It is useful when you need to guarantee a process unique id.

Additional Instance Properties

time

Return a Date object for the epoch milliseconds encoded in the id.

Additional Factory Methods

.generate({ time }) => id

Return a new id instance. Set any argument to null or undefined to trigger its default behavior.

time defaults to the current time. It can be given either as a Date object or epoch milliseconds (milliseconds since January 1st, 1970). Extra caution is required since setting a future time and subsequently calling generate guarantees usage of the clock sequence. Throw InvalidEpoch for times before the epoch or after approximately August 2nd, 10889. Throw ClockSequenceOverflow when the clock sequence is exhausted. This is provided mostly for unit tests.

.reset()

Return the clock sequence to its starting position. This is provided mostly for unit tests.

Byte Format

Format ttttttccrrrrrrrr where:

  • t is 8 bits of time
  • c is 8 bits of random-seeded clock sequence
  • r is 8 bits of random

More specifically, the clock sequence is a counter. When the first id for a new timestamp is generated, the clock sequence is seeded with random bits and the left-most clock sequence bit is set to 0, reserving 2^15 clock ticks.
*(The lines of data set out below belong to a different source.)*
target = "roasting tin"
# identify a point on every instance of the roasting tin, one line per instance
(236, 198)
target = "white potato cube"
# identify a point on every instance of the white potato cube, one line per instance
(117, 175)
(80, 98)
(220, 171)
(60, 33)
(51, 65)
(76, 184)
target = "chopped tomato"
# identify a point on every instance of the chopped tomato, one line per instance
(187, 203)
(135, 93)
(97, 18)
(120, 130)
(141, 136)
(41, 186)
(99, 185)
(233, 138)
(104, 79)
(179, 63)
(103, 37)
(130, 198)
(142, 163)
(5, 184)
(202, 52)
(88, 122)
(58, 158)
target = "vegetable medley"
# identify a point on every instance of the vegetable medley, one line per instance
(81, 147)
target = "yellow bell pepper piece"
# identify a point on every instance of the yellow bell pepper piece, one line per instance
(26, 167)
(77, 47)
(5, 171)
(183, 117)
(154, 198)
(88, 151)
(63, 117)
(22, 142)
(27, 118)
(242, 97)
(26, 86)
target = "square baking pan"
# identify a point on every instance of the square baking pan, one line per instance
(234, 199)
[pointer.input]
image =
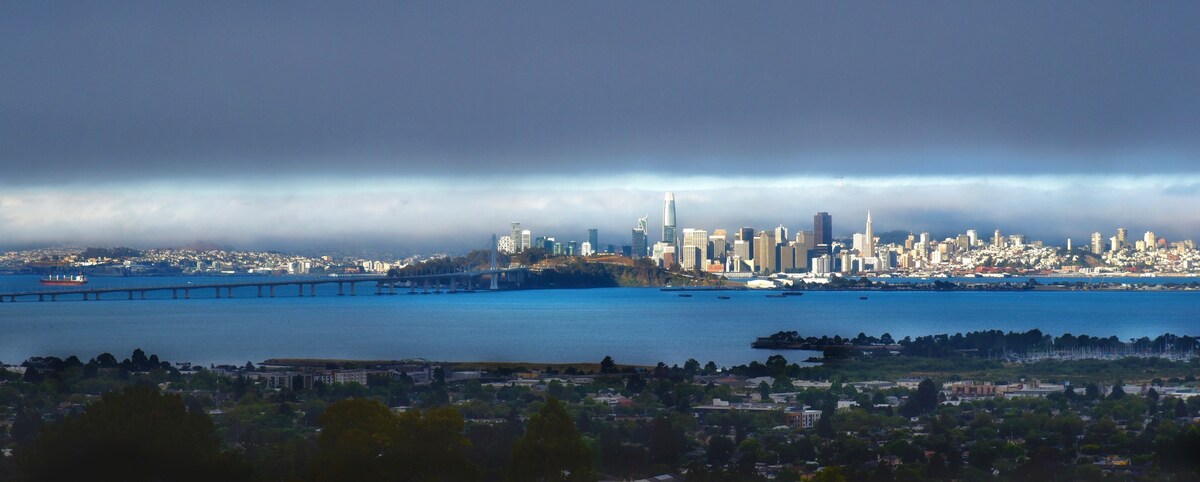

Whenever a time from the past (now is so ephemeral) seeds the generator, the previous id's time and clock sequence is used instead, incremented by 1. This guarantees strict local monotonicity and preserves lexical ordering and general randomness.

Given UlidMonotonic currently generates approximately 850 ids per millisecond, the clock sequence should never overflow. This also means the left most bit of the clock sequence will rarely be set to 1. However, in the unlikely event of an overflow, id generation should be aborted.

Uuid1

const { Uuid1 } = require('id128');

Uuid1 implements the RFC 4122 time specification:

  • time-based: encodes the current millisecond timestamp
  • location-based: encodes the mac address of the machine

While this mostly adheres to the spec, there are a few nuances in the handling of time. Instead of encoding time as 100-nanoseconds since the Gregorian epoch, 48 bits encode milliseconds since the Gregorian epoch time and 12 bits count past time collisions, resetting whenever given a new future time. There are a few benefits:

  • high precision time is unreliable in the browser so this ensures better precision
  • the max supported date is now around the year 10502 instead of around 5236
  • generating 4096 ids/ms (~4,000,000 ids/s) is wildly unlikely in real world uses
  • in the rare hi-res overflow, the count simply spills over to the clock sequence

Additional Instance Properties

clock_sequence

Return the clock sequence encoded in the id.

hires_time

Return the number of prior ids generated while time stood still.

node

Return the MAC address encoded in the id.

time

Return a Date object for the epoch milliseconds encoded in the id.

variant

Return the variant as encoded in the id. Should be 1.

version

Return the version as encoded in the id. Should be 1.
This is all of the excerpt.